Security Attack and Defense Strategies for Autonomous Agent Frameworks: A Layered Review with OpenClaw as a Case Study

TL;DR

This paper provides a layered review of security risks and defense strategies in autonomous agent frameworks using OpenClaw as a case study, highlighting cross-layer threats and future challenges.

Contribution

It offers a systematic layered analysis of security issues in autonomous agents, filling a gap in existing scattered studies and proposing future research directions.

Findings

Identifies security risks at four key layers of autonomous agent frameworks.

Shows threats can propagate across layers, affecting system integrity.

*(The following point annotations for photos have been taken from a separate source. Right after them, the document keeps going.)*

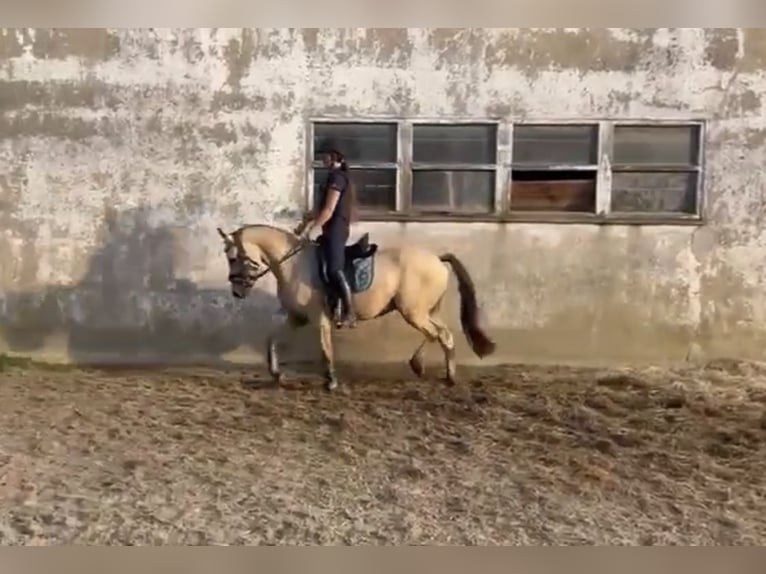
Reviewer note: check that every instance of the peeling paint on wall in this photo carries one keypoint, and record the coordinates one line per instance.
(122, 150)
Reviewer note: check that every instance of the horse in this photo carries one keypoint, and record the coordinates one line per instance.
(408, 279)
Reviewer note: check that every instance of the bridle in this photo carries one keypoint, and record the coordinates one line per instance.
(250, 273)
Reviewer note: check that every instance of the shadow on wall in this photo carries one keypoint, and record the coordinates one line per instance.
(129, 307)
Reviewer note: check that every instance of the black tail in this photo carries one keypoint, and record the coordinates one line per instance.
(481, 344)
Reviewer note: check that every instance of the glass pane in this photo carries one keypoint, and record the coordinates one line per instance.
(358, 142)
(463, 191)
(558, 191)
(375, 188)
(654, 192)
(573, 145)
(436, 143)
(671, 145)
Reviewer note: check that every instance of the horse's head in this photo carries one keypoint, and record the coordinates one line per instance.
(244, 267)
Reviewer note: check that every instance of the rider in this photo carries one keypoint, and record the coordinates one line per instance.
(334, 212)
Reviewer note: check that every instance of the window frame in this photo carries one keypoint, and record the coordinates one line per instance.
(405, 167)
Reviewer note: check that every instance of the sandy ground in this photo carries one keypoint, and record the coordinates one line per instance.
(513, 455)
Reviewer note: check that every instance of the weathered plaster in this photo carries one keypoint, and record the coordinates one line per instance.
(122, 150)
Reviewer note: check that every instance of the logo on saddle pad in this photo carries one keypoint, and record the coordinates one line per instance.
(360, 264)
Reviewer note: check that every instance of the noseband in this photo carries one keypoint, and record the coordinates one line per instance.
(250, 273)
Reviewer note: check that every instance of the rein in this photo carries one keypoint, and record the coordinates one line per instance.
(253, 278)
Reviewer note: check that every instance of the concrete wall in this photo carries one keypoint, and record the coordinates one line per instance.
(121, 151)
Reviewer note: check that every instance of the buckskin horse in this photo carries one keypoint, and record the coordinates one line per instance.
(408, 279)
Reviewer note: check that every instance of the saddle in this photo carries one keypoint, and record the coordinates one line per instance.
(359, 268)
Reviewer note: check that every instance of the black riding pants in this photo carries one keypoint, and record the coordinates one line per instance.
(333, 243)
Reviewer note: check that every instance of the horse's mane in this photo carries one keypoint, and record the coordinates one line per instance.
(289, 235)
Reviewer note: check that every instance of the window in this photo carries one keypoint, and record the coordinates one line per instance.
(453, 168)
(555, 168)
(371, 153)
(505, 171)
(655, 169)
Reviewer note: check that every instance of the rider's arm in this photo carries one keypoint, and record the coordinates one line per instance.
(335, 187)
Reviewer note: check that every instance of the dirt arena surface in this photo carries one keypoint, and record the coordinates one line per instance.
(513, 455)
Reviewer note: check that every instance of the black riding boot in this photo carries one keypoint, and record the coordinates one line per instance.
(344, 293)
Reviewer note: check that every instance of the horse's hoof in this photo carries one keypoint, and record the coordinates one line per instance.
(417, 367)
(331, 384)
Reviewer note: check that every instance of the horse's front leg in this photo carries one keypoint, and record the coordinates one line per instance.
(276, 337)
(325, 339)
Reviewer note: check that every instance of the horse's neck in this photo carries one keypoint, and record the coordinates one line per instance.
(274, 243)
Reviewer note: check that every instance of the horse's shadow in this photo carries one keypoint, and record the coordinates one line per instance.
(135, 303)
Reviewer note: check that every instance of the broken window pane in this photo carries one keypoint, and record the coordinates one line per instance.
(461, 191)
(555, 144)
(658, 145)
(554, 191)
(645, 192)
(375, 188)
(465, 143)
(359, 142)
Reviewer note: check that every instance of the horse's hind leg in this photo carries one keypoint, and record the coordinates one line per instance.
(416, 361)
(434, 330)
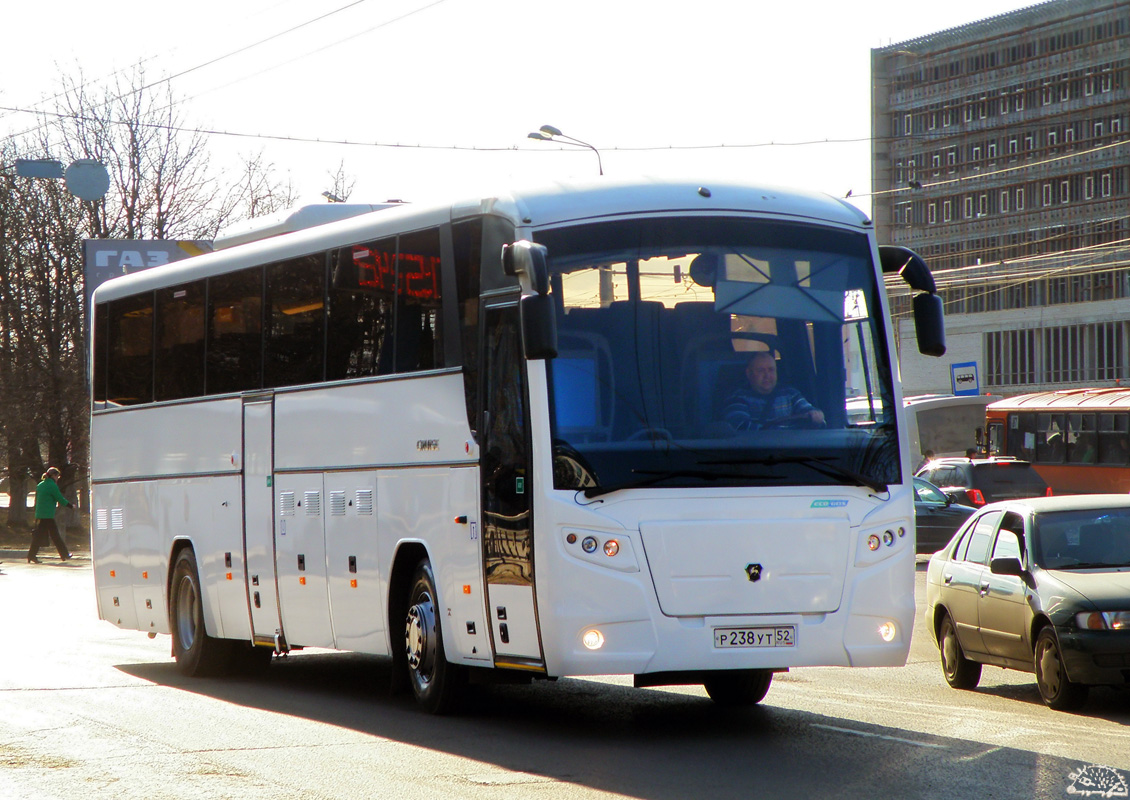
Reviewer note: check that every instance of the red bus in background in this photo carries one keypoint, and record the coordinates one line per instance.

Highlights challenges like research imbalance and ecosystem trust issues.

Abstract

Autonomous agent frameworks built upon large language models (LLMs) are evolving into complex, tool-integrated, and continuously operating systems, introducing security risks beyond traditional prompt-level vulnerabilities. As this paradigm is still at an early stage of development, a timely and systematic understanding of its security implications is increasingly important. Although a growing body of work has examined different attack surfaces and defense problems in agent systems, existing studies remain scattered across individual aspects of agent security, and there is still a lack of a layered review on this topic. To address this gap, this survey presents a layered review of security risks and defense strategies in autonomous agent frameworks, with OpenClaw as a case study. We organize the analysis into four security-relevant layers: the context and instruction layer, the tool and action layer, the state and persistence layer, and the ecosystem and automation layer. For each layer, we summarize its functional role, representative security risks, and corresponding defense strategies. Based on this layered analysis, we further identify that threats in autonomous agent frameworks may propagate across layers, from manipulated inputs to unsafe actions, persistent state contamination, and broader ecosystem-level impact. Finally, we highlight potential key challenges, including research imbalance across layers, the lack of long-horizon evaluation, and weak ecosystem trust models, and outline future directions toward more systematic and integrated defenses.